Maureen Dowd : Obambi No More, Act 2 : The Health Care Bill

Friday, March 26, 2010

The Democrats were walking around in a state of shock.  Holy cow, they were saying to themselves.  We’re not total wimps!  We don’t have to sit around and let ourselves be slapped silly by Republican bullies and Tea Party scaremongers.  We can actually get something done if we suck it up and find a way to pull together.  One minute they were legislative losers, squabbling and scrambling for the off-ramps.  The next they were history-makers, sharing chest bumps and goose bumps at the White House.  How had the lofty president and the wily speaker suddenly steered them off Jimmy Carter Highway and onto F.D.R. Drive?  One gleeful and relieved White House aide called the bill-signing ceremony in the East Room, packed with Democratic lawmakers snapping pictures and acting like obstreperous children, “an Old Spice moment.”  “You could see it in their faces,” he said.  “It was kind of like that Old Spice ad where the guy smacked himself on the cheeks and said, ‘Wow, that feels good!’  It was like they smacked themselves on the cheeks and said, ‘You are a member of Congress and now you can start doing things.  Wow, that feels good!’ ”  David Axelrod agreed: “It was incredibly moving to be in that room today.  This was such an emotional high that I actually saw congressmen hugging senators.  People are so used to low expectations around here that the idea that you could do something big and meaningful is exhilarating.
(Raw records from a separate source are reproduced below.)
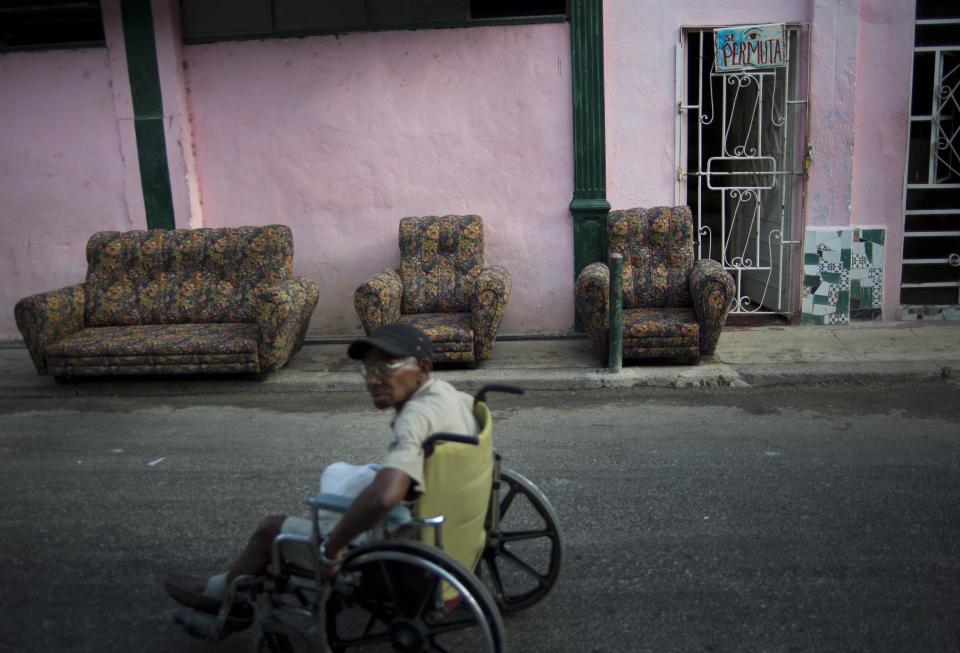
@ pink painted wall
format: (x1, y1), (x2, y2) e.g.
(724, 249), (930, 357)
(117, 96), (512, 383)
(849, 0), (914, 318)
(0, 47), (134, 339)
(183, 24), (573, 335)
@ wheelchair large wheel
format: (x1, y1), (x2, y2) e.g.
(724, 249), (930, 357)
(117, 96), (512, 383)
(477, 467), (564, 614)
(325, 540), (505, 653)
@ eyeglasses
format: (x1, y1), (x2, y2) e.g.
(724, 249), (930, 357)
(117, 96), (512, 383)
(361, 356), (417, 380)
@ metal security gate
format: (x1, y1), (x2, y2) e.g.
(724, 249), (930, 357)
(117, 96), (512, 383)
(676, 26), (808, 315)
(900, 6), (960, 312)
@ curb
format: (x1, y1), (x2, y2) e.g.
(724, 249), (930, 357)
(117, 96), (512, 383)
(0, 360), (954, 399)
(732, 361), (951, 387)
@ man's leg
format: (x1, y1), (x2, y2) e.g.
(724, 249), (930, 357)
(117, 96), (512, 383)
(165, 514), (287, 611)
(226, 514), (287, 582)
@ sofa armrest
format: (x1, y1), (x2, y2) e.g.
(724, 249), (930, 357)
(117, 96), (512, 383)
(574, 263), (610, 357)
(257, 276), (320, 372)
(689, 259), (736, 355)
(470, 265), (512, 361)
(14, 284), (86, 375)
(354, 268), (402, 334)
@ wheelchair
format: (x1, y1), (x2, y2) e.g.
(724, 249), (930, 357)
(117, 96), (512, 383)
(173, 385), (563, 652)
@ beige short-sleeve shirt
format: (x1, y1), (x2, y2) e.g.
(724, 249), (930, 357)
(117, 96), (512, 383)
(380, 378), (478, 494)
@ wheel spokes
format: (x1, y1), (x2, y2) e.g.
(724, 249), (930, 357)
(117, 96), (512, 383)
(497, 548), (548, 588)
(480, 555), (507, 602)
(378, 560), (400, 605)
(428, 637), (452, 653)
(481, 469), (564, 613)
(498, 528), (552, 543)
(498, 485), (518, 521)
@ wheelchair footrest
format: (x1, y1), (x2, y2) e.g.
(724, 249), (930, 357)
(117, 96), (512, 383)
(174, 608), (220, 641)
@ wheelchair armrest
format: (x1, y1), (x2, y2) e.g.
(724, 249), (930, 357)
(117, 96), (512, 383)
(307, 493), (413, 529)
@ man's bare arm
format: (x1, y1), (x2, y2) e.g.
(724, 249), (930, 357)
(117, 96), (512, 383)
(322, 467), (413, 559)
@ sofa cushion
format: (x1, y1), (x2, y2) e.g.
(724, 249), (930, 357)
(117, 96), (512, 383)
(398, 313), (474, 352)
(609, 207), (695, 309)
(46, 323), (259, 359)
(83, 226), (293, 327)
(623, 305), (699, 359)
(399, 216), (484, 314)
(622, 307), (699, 341)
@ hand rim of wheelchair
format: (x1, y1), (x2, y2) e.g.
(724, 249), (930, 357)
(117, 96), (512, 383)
(322, 540), (506, 653)
(477, 467), (564, 614)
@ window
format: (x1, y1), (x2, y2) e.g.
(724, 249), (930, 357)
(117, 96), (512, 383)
(0, 0), (104, 50)
(181, 0), (567, 43)
(470, 0), (566, 20)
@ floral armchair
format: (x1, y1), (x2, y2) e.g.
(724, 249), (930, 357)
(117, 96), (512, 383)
(574, 206), (735, 364)
(354, 215), (511, 365)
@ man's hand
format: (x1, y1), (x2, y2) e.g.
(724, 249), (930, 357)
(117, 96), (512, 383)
(319, 542), (346, 577)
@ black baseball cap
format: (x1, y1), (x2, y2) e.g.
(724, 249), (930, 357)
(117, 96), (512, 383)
(348, 323), (433, 361)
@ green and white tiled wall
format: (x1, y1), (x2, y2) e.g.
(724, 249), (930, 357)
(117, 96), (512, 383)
(801, 228), (885, 325)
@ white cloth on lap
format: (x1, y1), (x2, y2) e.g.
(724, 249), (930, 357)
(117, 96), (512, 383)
(279, 461), (378, 569)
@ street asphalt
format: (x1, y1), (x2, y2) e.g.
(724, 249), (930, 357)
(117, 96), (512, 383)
(0, 383), (958, 652)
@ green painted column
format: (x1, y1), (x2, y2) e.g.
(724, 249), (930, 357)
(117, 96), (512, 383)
(121, 0), (175, 230)
(569, 0), (609, 279)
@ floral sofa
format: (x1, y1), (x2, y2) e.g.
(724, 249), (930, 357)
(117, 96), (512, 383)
(354, 215), (511, 365)
(574, 206), (736, 364)
(14, 225), (318, 380)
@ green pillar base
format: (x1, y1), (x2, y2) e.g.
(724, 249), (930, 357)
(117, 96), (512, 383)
(570, 198), (610, 279)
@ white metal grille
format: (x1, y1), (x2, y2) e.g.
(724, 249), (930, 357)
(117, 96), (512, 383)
(900, 15), (960, 307)
(677, 27), (808, 315)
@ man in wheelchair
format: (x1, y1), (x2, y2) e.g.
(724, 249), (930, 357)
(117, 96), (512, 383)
(164, 323), (561, 652)
(164, 324), (478, 616)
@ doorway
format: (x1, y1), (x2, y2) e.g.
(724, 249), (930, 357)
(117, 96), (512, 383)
(677, 26), (809, 318)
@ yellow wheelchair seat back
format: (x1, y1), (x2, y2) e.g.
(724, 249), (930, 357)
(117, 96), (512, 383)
(415, 401), (493, 579)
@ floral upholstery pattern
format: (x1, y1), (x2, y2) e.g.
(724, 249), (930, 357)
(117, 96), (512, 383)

…..But David Frum, the former W. speechwriter, conceded that in trying to turn health care into Obama’s Waterloo — a replay of the Clintons’ disaster in 1994 — Republicans may have made it their own Waterloo.  “We followed the most radical voices in the party and the movement, and they led us to abject and irreversible defeat,” Frum wrote on his blog, adding: “Conservative talkers on Fox and talk radio had whipped the Republican voting base into such a frenzy that deal-making was rendered impossible.  How do you negotiate with somebody who wants to murder your grandmother?”…..Only a week ago, Fred Hiatt, The Washington Post’s editorial page editor, had written that Obama did not seem happy in his job, that he projected “weariness and duty” instead of the “jauntiness” of F.D.R. and J.F.K.  But Tuesday, the president was joyous, and that infectious smile so sparsely offered over the last two years lit up the East Room…..Until now, Obama has gotten irritated at those who cast Washington affairs in Manichean terms of strength or weakness and red or blue.  He wanted to reason, to compromise, to float in his ivory tower.  But at long last, when push came to shove, he shoved (and let Nancy push).  He treated politics not as an intellectual exercise, but a political one.  He realized that sometimes you can’t rise above it.  You have to sink down into it.  You have to stop being cerebral and get your hands dirty.  You can fight fear with power.  The Chicago pol in the Oval has had to learn one of the great American truths: You’ve got to slap the bully in the face.  He’s a consensus-building “warrior,” Axelrod boasted to Charlie Rose.  The president, who has been reading Edmund Morris’s “The Rise of Theodore Roosevelt,” has always spoken with a soft voice.  Now he’s wielded the big stick.